Something deep down in my heart told me my doubts about Daniel had to be wrong. Dad had read those letters. He knew that Daniel’s inner wolf would target the people he loved, and still, he kept Daniel here. He helped him get that apartment. He helped him get that job. He wouldn’t do these things if he thought Daniel was hurting people, or if he would hurt me.
But the thing was, I’d thought the same thing about Jude’s accusations. I’d thought that if Daniel had truly tried to kill my brother, Dad would never let him near our family. But I’d been wrong about that. He helped Daniel, fully knowing what he’d done—what he was.
Was Jude right? Did Daniel have Dad under some type of spell?
Or did Dad just kno
w something that I didn’t?
GETTING OUT OF THE HOUSE
I didn’t know why, but I felt like I couldn’t read the book of letters in my bedroom that night. Like the words that echoed off of them would be heard by everyone in the house. I drove to the library.
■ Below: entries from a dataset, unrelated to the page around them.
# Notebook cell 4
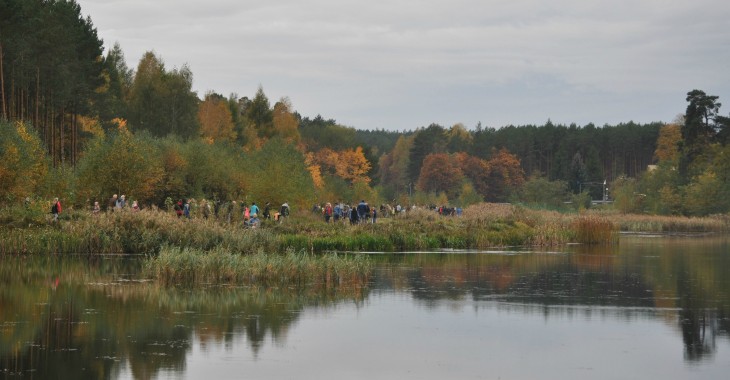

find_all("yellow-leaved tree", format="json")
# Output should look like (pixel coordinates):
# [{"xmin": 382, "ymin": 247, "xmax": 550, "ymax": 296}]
[
  {"xmin": 654, "ymin": 123, "xmax": 682, "ymax": 164},
  {"xmin": 272, "ymin": 98, "xmax": 300, "ymax": 144},
  {"xmin": 335, "ymin": 147, "xmax": 372, "ymax": 184},
  {"xmin": 304, "ymin": 152, "xmax": 325, "ymax": 189},
  {"xmin": 0, "ymin": 121, "xmax": 48, "ymax": 202},
  {"xmin": 198, "ymin": 93, "xmax": 236, "ymax": 144}
]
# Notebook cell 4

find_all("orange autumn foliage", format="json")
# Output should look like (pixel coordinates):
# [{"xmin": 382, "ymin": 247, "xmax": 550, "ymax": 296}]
[
  {"xmin": 310, "ymin": 146, "xmax": 372, "ymax": 185},
  {"xmin": 416, "ymin": 153, "xmax": 464, "ymax": 197}
]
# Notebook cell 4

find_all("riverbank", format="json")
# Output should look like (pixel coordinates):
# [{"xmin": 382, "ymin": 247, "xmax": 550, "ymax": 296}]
[
  {"xmin": 0, "ymin": 203, "xmax": 606, "ymax": 255},
  {"xmin": 2, "ymin": 203, "xmax": 727, "ymax": 286},
  {"xmin": 1, "ymin": 203, "xmax": 727, "ymax": 256}
]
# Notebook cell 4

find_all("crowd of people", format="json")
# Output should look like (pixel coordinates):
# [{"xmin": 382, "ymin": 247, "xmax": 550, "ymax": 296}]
[
  {"xmin": 312, "ymin": 201, "xmax": 463, "ymax": 224},
  {"xmin": 48, "ymin": 193, "xmax": 462, "ymax": 226},
  {"xmin": 98, "ymin": 194, "xmax": 292, "ymax": 229}
]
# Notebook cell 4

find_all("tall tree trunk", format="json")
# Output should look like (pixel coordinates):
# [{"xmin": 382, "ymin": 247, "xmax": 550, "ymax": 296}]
[
  {"xmin": 72, "ymin": 112, "xmax": 77, "ymax": 168},
  {"xmin": 9, "ymin": 66, "xmax": 14, "ymax": 119},
  {"xmin": 60, "ymin": 108, "xmax": 65, "ymax": 166},
  {"xmin": 35, "ymin": 67, "xmax": 40, "ymax": 127},
  {"xmin": 0, "ymin": 39, "xmax": 6, "ymax": 120},
  {"xmin": 21, "ymin": 85, "xmax": 24, "ymax": 120},
  {"xmin": 51, "ymin": 106, "xmax": 56, "ymax": 167},
  {"xmin": 44, "ymin": 97, "xmax": 49, "ymax": 149}
]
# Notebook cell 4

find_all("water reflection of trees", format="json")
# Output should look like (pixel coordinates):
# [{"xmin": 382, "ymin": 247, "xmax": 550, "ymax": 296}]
[
  {"xmin": 0, "ymin": 256, "xmax": 366, "ymax": 379},
  {"xmin": 372, "ymin": 236, "xmax": 730, "ymax": 362}
]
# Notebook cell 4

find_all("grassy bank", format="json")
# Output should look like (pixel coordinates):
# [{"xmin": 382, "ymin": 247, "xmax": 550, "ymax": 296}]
[
  {"xmin": 3, "ymin": 202, "xmax": 726, "ymax": 286},
  {"xmin": 3, "ymin": 204, "xmax": 727, "ymax": 257},
  {"xmin": 0, "ymin": 203, "xmax": 630, "ymax": 255}
]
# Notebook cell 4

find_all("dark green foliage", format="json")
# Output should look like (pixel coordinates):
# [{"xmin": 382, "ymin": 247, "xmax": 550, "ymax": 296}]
[
  {"xmin": 513, "ymin": 175, "xmax": 569, "ymax": 209},
  {"xmin": 683, "ymin": 90, "xmax": 720, "ymax": 145},
  {"xmin": 127, "ymin": 52, "xmax": 200, "ymax": 138},
  {"xmin": 95, "ymin": 42, "xmax": 132, "ymax": 129},
  {"xmin": 354, "ymin": 128, "xmax": 412, "ymax": 157},
  {"xmin": 471, "ymin": 121, "xmax": 660, "ymax": 185},
  {"xmin": 679, "ymin": 90, "xmax": 723, "ymax": 180},
  {"xmin": 407, "ymin": 123, "xmax": 447, "ymax": 182},
  {"xmin": 1, "ymin": 0, "xmax": 105, "ymax": 165},
  {"xmin": 245, "ymin": 86, "xmax": 274, "ymax": 138},
  {"xmin": 299, "ymin": 115, "xmax": 358, "ymax": 150}
]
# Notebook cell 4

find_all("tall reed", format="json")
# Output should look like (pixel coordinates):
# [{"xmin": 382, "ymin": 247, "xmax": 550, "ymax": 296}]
[
  {"xmin": 144, "ymin": 246, "xmax": 372, "ymax": 288},
  {"xmin": 611, "ymin": 213, "xmax": 729, "ymax": 233},
  {"xmin": 572, "ymin": 214, "xmax": 619, "ymax": 244}
]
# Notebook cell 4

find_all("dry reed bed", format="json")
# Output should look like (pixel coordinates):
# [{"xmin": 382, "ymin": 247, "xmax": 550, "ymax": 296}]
[
  {"xmin": 145, "ymin": 246, "xmax": 371, "ymax": 287},
  {"xmin": 608, "ymin": 213, "xmax": 729, "ymax": 233}
]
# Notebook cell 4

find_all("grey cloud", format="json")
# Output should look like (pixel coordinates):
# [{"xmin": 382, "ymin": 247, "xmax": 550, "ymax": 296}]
[{"xmin": 79, "ymin": 0, "xmax": 730, "ymax": 129}]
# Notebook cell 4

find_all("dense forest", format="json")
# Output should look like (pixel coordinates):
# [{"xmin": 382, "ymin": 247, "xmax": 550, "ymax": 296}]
[{"xmin": 1, "ymin": 0, "xmax": 729, "ymax": 215}]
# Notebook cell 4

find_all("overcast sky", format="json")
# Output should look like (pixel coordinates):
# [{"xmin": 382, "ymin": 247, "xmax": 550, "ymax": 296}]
[{"xmin": 77, "ymin": 0, "xmax": 730, "ymax": 131}]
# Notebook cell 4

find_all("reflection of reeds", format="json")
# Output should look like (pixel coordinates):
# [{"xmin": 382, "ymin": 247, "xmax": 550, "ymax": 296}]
[{"xmin": 144, "ymin": 246, "xmax": 371, "ymax": 288}]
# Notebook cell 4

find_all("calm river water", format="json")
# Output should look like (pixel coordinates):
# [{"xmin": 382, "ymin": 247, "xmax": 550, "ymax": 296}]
[{"xmin": 1, "ymin": 235, "xmax": 729, "ymax": 379}]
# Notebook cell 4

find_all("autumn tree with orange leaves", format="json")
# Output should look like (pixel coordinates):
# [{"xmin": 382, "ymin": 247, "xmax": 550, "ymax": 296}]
[
  {"xmin": 414, "ymin": 149, "xmax": 525, "ymax": 203},
  {"xmin": 416, "ymin": 153, "xmax": 464, "ymax": 199},
  {"xmin": 454, "ymin": 152, "xmax": 490, "ymax": 197},
  {"xmin": 485, "ymin": 148, "xmax": 525, "ymax": 202},
  {"xmin": 310, "ymin": 147, "xmax": 372, "ymax": 185}
]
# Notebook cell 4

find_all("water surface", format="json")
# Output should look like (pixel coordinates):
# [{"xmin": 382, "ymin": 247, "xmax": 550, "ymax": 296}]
[{"xmin": 1, "ymin": 235, "xmax": 729, "ymax": 379}]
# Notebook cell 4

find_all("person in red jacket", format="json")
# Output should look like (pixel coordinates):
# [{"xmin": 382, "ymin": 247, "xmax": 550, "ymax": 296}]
[
  {"xmin": 324, "ymin": 202, "xmax": 333, "ymax": 223},
  {"xmin": 51, "ymin": 197, "xmax": 62, "ymax": 222}
]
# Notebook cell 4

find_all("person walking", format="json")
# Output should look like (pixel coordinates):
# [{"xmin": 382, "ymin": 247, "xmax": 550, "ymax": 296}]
[
  {"xmin": 357, "ymin": 200, "xmax": 368, "ymax": 223},
  {"xmin": 50, "ymin": 198, "xmax": 62, "ymax": 222},
  {"xmin": 108, "ymin": 194, "xmax": 118, "ymax": 211},
  {"xmin": 175, "ymin": 199, "xmax": 184, "ymax": 218},
  {"xmin": 116, "ymin": 195, "xmax": 126, "ymax": 210},
  {"xmin": 324, "ymin": 202, "xmax": 333, "ymax": 223},
  {"xmin": 280, "ymin": 202, "xmax": 290, "ymax": 222},
  {"xmin": 263, "ymin": 202, "xmax": 271, "ymax": 220},
  {"xmin": 333, "ymin": 203, "xmax": 342, "ymax": 223},
  {"xmin": 349, "ymin": 205, "xmax": 359, "ymax": 225}
]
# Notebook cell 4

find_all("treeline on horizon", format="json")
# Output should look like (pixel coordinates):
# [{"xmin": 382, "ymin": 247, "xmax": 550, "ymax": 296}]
[{"xmin": 1, "ymin": 0, "xmax": 730, "ymax": 216}]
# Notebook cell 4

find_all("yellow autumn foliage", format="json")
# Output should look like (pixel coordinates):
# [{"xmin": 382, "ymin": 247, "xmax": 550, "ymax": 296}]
[{"xmin": 0, "ymin": 121, "xmax": 48, "ymax": 201}]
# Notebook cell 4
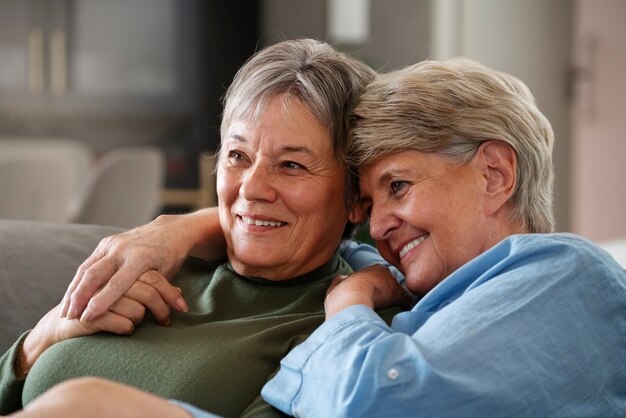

It was almost closing time, but I settled into one of the scratchy orange couches, trying to push down the nerves that rumbled inside of me. I figured that if Dad really knew something that I didn’t, then the answer was probably hidden in these letters.
My Sister,
They have destroyed it. They have destroyed the great library!
The knights and their footmen have sacked the city. They have looted and plundered the great treasures.
They have set fire to the library, destroying all I wished to learn. They call the Greeks heathens, yet our Knights of Christ are the ones who rape the city.
The smell of smoke and blood permeates my tent. I cannot abide it much longer. My vigor for a journey into the forest is renewed. I fear my writings of the true origins of the Urbat may be the only that exist after the destruction of the library. I must restore the documents of their secrets to atone for the sins of this campaign. Thou may think me foolish, yet I will not be deterred.
God’s love be with thee and Simon,
Thy brother in blood and faith
Katharine—
We are betrayed!
I fear my Alexius is killed.
Our guides led us deep into the woods, and when it was close to nightfall, they took our horses and my twenty marks and left us stranded. Alexius was frightened when the howling encircled us. I do not know what has become of him. I do not recall how I made it back to my tent. My cloak is torn and bloody.